An explanation of why the pipe ceremony is the "basis of Lakota spirituality" by Ben Black Bear Jr. See also the explanation of Prayer with the Sacred Pipe and the comments on the pipe ceremony by Nicholas Flying By. Our descriptions of the pipe ceremony come largely from a Lakota elder named Nicholas Black Elk who described the old ways to a white writer during the 1930s. An account of Black Elk's conversion to Christianity and his activities as a Jesuit catechist (a sort of lay minister) is available on oLive Leaf, a Canadian website that also has a comparison between burning incense and sweetgrass.
The sun dance is a revival of an ancient Native American religious ceremony, once outlawed but legalized during the 1970s.
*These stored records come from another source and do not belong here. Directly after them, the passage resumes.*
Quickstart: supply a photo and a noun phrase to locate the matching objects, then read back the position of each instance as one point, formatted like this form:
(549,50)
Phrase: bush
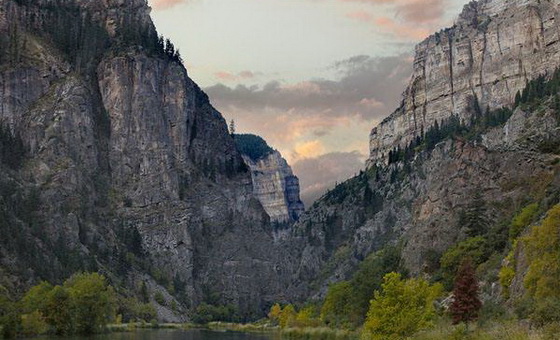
(542,248)
(473,248)
(522,220)
(158,296)
(33,324)
(401,308)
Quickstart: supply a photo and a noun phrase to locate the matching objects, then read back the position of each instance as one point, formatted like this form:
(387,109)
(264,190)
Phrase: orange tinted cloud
(228,76)
(309,149)
(410,19)
(402,31)
(360,16)
(164,4)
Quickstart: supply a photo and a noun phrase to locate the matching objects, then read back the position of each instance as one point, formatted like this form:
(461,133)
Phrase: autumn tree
(466,304)
(401,308)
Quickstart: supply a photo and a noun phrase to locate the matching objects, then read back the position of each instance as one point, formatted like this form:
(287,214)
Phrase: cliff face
(130,168)
(276,187)
(494,48)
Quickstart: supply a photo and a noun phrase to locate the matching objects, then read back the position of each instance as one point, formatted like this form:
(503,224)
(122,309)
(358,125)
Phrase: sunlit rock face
(276,187)
(133,171)
(490,53)
(274,183)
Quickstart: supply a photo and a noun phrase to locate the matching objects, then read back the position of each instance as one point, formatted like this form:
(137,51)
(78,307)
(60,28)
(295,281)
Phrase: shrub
(542,248)
(33,324)
(401,308)
(522,220)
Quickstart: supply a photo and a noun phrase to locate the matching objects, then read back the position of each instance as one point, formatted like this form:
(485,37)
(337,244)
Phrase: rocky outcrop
(131,170)
(482,62)
(490,53)
(276,187)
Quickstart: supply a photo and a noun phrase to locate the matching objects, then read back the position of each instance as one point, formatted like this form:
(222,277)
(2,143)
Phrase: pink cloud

Sun dances are held every year on the Rosebud Reservation in South Dakota. (You'll notice, by the way, I'm not linking to any clips on YouTube. Most Native religious dances are not to be photographed.) The tribal government has some "Dos and Don'ts regarding the behavior and attitudes of all people who are uniformed about one of our customs."
Has the revival of Native American religions spread too far? Some believe that's the case, as whites have expressed an interest in the Native world view and incorporated some of its features into "New Age" philosophies -- and New Age marketing ventures that take some of the trappings of Native spirituality but trivialize its spirit. Rather than feeling honored by this, many Native people feel ripped off. Sharing their unease with New Age hype, according to Wikipedia, are "adherents of traditional disciplines from cultures such as India, China, and elsewhere; a number of orthodox schools of Yoga, Tantra, Qigong, Chinese Medicine, Ayurveda and martial arts (the traditional Taijiquan families, for example), groups with histories reaching back many centuries in some cases."
In 1993, a Declaration of War Against Exploiters of Lakota Spirituality was adopted at the Lakota Summit, an international gathering of U.S. and Canadian Lakota, Dakota and Nakota nations. It says, "for too long we have suffered the unspeakable indignity of having our most precious Lakota ceremonies and spiritual practices desecrated, mocked and abused by non-Indian "wannabes," hucksters, cultists, commercial profiteers and self-styled "New Age shamans" and their followers."